The Harvard Crimson immortalized the game with this headline:
I was at that game along with my lovely girlfriend (now my lovely wife), standing at the top of the stadium overlooking the end zone at the closed end of the stadium, where all the action took place at the end of the game. It doesn’t get any better than that/
Tommy Lee Jones was there too, playing on Harvard’s offensive line.
Four years ago Kevin Rafferty released a documentary about that game, fittingly titled Harvard Beats Yale 29-29. It is fabulous (the New York Times reviewer called it “preposterously entertaining”). When the movie first came out I it at the Brattle Theater in Harvard Square with a friend who had watched the game from the Yale side of the field; that was the right place to see it, but you can, and should, stream it from Netflix.

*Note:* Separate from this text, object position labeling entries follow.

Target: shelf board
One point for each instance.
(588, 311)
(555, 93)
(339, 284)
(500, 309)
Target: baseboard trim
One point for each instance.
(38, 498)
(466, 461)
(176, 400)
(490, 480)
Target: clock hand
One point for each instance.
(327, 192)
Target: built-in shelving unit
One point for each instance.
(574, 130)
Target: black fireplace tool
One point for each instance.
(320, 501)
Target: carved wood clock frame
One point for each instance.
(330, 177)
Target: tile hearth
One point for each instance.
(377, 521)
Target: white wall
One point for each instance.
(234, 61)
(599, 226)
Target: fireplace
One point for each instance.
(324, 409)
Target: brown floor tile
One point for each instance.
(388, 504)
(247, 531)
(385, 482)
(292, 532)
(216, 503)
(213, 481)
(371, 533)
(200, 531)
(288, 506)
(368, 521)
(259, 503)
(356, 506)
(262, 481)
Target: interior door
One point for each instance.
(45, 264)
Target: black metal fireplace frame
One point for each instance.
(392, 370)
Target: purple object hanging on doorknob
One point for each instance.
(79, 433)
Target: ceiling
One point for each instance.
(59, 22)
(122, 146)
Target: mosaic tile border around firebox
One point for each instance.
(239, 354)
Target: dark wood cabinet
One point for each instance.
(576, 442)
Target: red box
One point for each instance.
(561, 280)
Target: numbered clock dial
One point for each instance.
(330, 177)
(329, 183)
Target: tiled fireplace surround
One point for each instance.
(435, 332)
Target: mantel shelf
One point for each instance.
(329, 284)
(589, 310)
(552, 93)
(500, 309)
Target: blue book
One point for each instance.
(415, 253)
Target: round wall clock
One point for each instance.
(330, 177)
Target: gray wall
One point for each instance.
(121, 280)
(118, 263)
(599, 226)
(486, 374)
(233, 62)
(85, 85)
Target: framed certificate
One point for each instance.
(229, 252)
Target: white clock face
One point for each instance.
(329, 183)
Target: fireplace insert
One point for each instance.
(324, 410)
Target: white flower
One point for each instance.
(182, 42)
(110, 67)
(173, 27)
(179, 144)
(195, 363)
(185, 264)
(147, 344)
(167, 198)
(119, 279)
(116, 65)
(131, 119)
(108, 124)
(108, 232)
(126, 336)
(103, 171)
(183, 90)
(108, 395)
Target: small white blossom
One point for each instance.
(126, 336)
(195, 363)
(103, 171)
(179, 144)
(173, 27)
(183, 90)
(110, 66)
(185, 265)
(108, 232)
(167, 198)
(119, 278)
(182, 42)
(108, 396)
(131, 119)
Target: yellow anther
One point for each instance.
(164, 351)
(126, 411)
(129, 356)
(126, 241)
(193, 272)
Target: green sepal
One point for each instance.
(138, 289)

The movie goes back and forth between the broadcast video of the game (a local production featuring the beloved Boston sportscaster Don Gillis) and interviews with players on both teams. You start by thinking it’s just going to be an exercise in nostalgia, but by the end it has become way more than that, as all these successful men reflect, with a mixture of humor and regret and wonder, on those unforgettable hours in their lives so long ago. Some of them (uniformly on the Yale side) turn out to have been pricks back then, and they’re still pricks now. Others seem are funny and, yeah, lovable.
Jones is interviewed, and he is terribly serious as he reflects on what it was like to be out there on the field as the tension mounted at the end of the game, and you realized how critical it was not to make a mistake. One Yale player sheepishly reflects on his one claim to fame back then–for a while he dated a Vassar undergraduate named Meryl Streep. (And that’s where I made the connection between Hope Springs and The Game.)
There are other connections with famous people. A Yale player had been George W. Bush’s roommate (the filmmaker himself is Bush’s cousin). Famously, Jones’s roommate at Harvard was Al Gore. The Yale quarterback, Brian Dowling, was the prototype for the character B.D. in Doonesbury; Gary Trudeau started a version of the comic strip when he was at Yale.
But the connections aren’t what matter. What matters are the people. And The Game.